BandonBob

Q:

Last night, my glucose level was 132 when I went to bed, but when I got up my glucose level was 167. This is the first time that's ever happened and I want to know why it might have happened. I am type 2 and on oral meds.

Patty Bonsignore

A:

Assuming you did not snack or have a beverage containing glucose , it is likely that it is your liver causing this rise in blood glucose from bedtime to morning. The liver makes glucose naturally overnight to keep blood glucose levels from dropping too low while we sleep. This is normal and everyone experiences it. Insulin helps regulate how much glucose the liver makes. When insulin levels are low, as happens with diabetes, the liver does not know when to stop making glucose. In effect, too much glucose is produced, particularly overnight, so blood glucose levels can go higher overnight even though you haven’t eaten.
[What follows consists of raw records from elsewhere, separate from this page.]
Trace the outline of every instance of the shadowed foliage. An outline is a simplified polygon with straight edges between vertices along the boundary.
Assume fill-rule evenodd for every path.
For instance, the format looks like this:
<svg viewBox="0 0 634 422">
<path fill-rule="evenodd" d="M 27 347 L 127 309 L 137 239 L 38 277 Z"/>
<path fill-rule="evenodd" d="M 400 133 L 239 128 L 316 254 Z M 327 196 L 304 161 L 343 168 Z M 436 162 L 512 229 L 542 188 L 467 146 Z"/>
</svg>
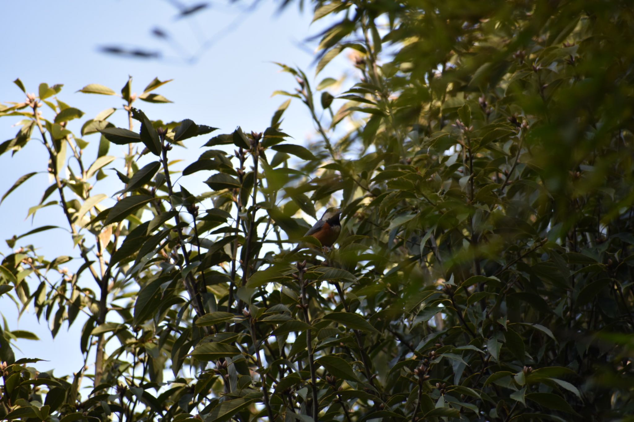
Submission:
<svg viewBox="0 0 634 422">
<path fill-rule="evenodd" d="M 84 120 L 60 85 L 0 108 L 23 119 L 0 153 L 49 156 L 29 216 L 54 206 L 75 245 L 44 257 L 26 243 L 53 226 L 8 240 L 3 303 L 53 335 L 81 321 L 69 347 L 85 357 L 74 375 L 38 372 L 10 346 L 34 335 L 5 326 L 0 416 L 630 420 L 628 2 L 311 5 L 333 22 L 319 82 L 280 65 L 297 88 L 257 132 L 146 115 L 137 100 L 169 101 L 158 79 L 138 98 L 131 79 L 120 95 L 80 90 L 120 97 L 126 128 L 108 122 L 117 100 Z M 352 84 L 323 75 L 340 54 Z M 309 145 L 281 126 L 290 104 L 313 118 Z M 200 156 L 171 171 L 170 151 L 198 136 Z M 129 146 L 115 172 L 111 143 Z M 118 192 L 100 191 L 107 171 Z M 201 175 L 208 189 L 188 190 Z M 331 206 L 328 249 L 302 236 Z"/>
</svg>

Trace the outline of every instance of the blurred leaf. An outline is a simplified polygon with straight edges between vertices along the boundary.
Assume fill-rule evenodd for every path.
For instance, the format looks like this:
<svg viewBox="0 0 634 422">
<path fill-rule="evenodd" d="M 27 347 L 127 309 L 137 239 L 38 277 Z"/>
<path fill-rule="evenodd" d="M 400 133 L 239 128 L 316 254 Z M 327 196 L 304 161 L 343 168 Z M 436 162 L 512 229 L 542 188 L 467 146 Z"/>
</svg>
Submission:
<svg viewBox="0 0 634 422">
<path fill-rule="evenodd" d="M 99 85 L 98 84 L 91 84 L 89 85 L 87 85 L 77 92 L 84 92 L 84 94 L 101 94 L 107 96 L 113 96 L 116 94 L 116 92 L 108 87 L 105 87 L 103 85 Z"/>
</svg>

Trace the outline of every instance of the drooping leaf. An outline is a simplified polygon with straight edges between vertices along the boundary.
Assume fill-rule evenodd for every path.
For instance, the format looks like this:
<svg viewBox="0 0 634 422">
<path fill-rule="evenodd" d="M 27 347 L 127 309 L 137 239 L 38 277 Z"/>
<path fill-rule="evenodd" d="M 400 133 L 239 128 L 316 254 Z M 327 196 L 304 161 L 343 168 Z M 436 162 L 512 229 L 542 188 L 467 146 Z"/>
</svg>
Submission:
<svg viewBox="0 0 634 422">
<path fill-rule="evenodd" d="M 110 209 L 108 217 L 103 222 L 105 225 L 112 223 L 122 221 L 141 207 L 143 206 L 154 198 L 149 195 L 133 195 L 123 198 Z"/>
<path fill-rule="evenodd" d="M 106 139 L 117 145 L 127 145 L 141 142 L 140 135 L 127 129 L 106 127 L 98 130 L 106 137 Z"/>
<path fill-rule="evenodd" d="M 349 312 L 332 312 L 322 317 L 327 321 L 333 321 L 353 330 L 360 330 L 368 333 L 378 333 L 372 324 L 358 314 Z"/>
<path fill-rule="evenodd" d="M 91 84 L 89 85 L 87 85 L 77 92 L 84 92 L 85 94 L 101 94 L 106 96 L 113 96 L 117 94 L 108 87 L 105 87 L 103 85 L 99 85 L 98 84 Z"/>
</svg>

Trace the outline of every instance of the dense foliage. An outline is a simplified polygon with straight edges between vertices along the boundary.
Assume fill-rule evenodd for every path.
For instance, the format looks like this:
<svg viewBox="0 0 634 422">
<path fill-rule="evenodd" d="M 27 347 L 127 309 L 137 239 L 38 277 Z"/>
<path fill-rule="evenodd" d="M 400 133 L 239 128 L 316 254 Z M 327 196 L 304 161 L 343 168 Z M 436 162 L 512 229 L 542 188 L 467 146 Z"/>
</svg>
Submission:
<svg viewBox="0 0 634 422">
<path fill-rule="evenodd" d="M 281 65 L 297 85 L 278 92 L 290 101 L 270 127 L 211 137 L 182 177 L 169 151 L 214 128 L 146 116 L 129 81 L 127 128 L 108 122 L 113 108 L 72 132 L 83 113 L 61 85 L 0 109 L 24 119 L 0 153 L 49 154 L 53 183 L 30 213 L 55 206 L 76 245 L 44 257 L 29 233 L 9 240 L 19 249 L 0 266 L 3 305 L 34 307 L 53 335 L 85 321 L 84 369 L 60 378 L 38 372 L 37 356 L 15 360 L 10 342 L 29 334 L 5 327 L 0 416 L 631 417 L 631 6 L 313 5 L 315 19 L 339 20 L 321 34 L 318 73 L 346 50 L 356 83 L 338 93 L 341 80 Z M 153 93 L 164 83 L 139 98 L 167 101 Z M 299 102 L 316 129 L 307 149 L 280 127 Z M 100 142 L 96 161 L 84 137 Z M 130 146 L 121 190 L 98 193 L 109 143 Z M 194 173 L 208 190 L 188 190 Z M 337 247 L 304 238 L 313 247 L 288 254 L 304 217 L 332 205 Z"/>
</svg>

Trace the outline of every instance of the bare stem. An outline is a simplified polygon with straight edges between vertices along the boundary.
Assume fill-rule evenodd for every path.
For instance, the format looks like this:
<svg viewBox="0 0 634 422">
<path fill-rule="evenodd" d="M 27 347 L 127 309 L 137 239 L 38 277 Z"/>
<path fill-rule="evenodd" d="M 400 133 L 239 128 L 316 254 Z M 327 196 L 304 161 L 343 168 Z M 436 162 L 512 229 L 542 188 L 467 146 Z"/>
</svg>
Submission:
<svg viewBox="0 0 634 422">
<path fill-rule="evenodd" d="M 262 382 L 262 392 L 264 394 L 264 406 L 266 407 L 266 413 L 269 415 L 269 422 L 273 422 L 275 419 L 273 409 L 271 409 L 271 403 L 269 402 L 268 385 L 266 383 L 266 373 L 260 372 L 262 369 L 262 358 L 260 357 L 260 348 L 257 345 L 257 339 L 256 338 L 256 320 L 252 316 L 249 318 L 251 328 L 251 340 L 253 341 L 253 347 L 256 350 L 256 358 L 257 359 L 257 371 L 260 374 L 260 378 Z"/>
<path fill-rule="evenodd" d="M 163 164 L 163 171 L 165 173 L 165 180 L 167 185 L 167 191 L 170 197 L 171 197 L 172 195 L 174 194 L 174 189 L 172 185 L 171 178 L 169 177 L 169 168 L 167 166 L 167 151 L 169 149 L 169 146 L 165 145 L 164 133 L 160 135 L 160 140 L 161 149 L 162 151 L 161 162 Z M 174 219 L 176 222 L 176 227 L 178 228 L 176 230 L 178 233 L 178 239 L 180 240 L 179 243 L 181 244 L 181 251 L 183 252 L 183 258 L 184 259 L 185 264 L 189 266 L 190 256 L 187 253 L 187 248 L 185 247 L 184 237 L 183 235 L 183 228 L 180 227 L 181 218 L 178 212 L 174 216 Z M 194 309 L 196 309 L 196 313 L 198 314 L 198 316 L 202 316 L 205 314 L 205 307 L 203 305 L 200 293 L 196 289 L 196 280 L 194 280 L 193 276 L 191 275 L 191 271 L 188 273 L 187 276 L 183 279 L 183 283 L 190 295 Z"/>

A medicine called “metformin” can help with this. If you already take this medicine, talk with your doctor about whether or not you are taking the maximum dose. Other medicines, such as insulin, can also help. But before assuming that this is the problem, check your blood glucose several times at bedtime and the next morning. If you see there is a pattern of going up overnight, talk to your doctor about steps you can take to prevent this rise.

July 14, 2013 at 1:42 pm

1 reply

BandonBob
BandonBob 2013-07-22 11:53:05 -0500 Report

Thank you for the answer. It only has happened the one morning. However it leads to another question. I had a reading of 64 before going to bed and I ate something to keep it from going too low. In the morning my fasting was 54. The question is why didn't the liver make more insulin in this case?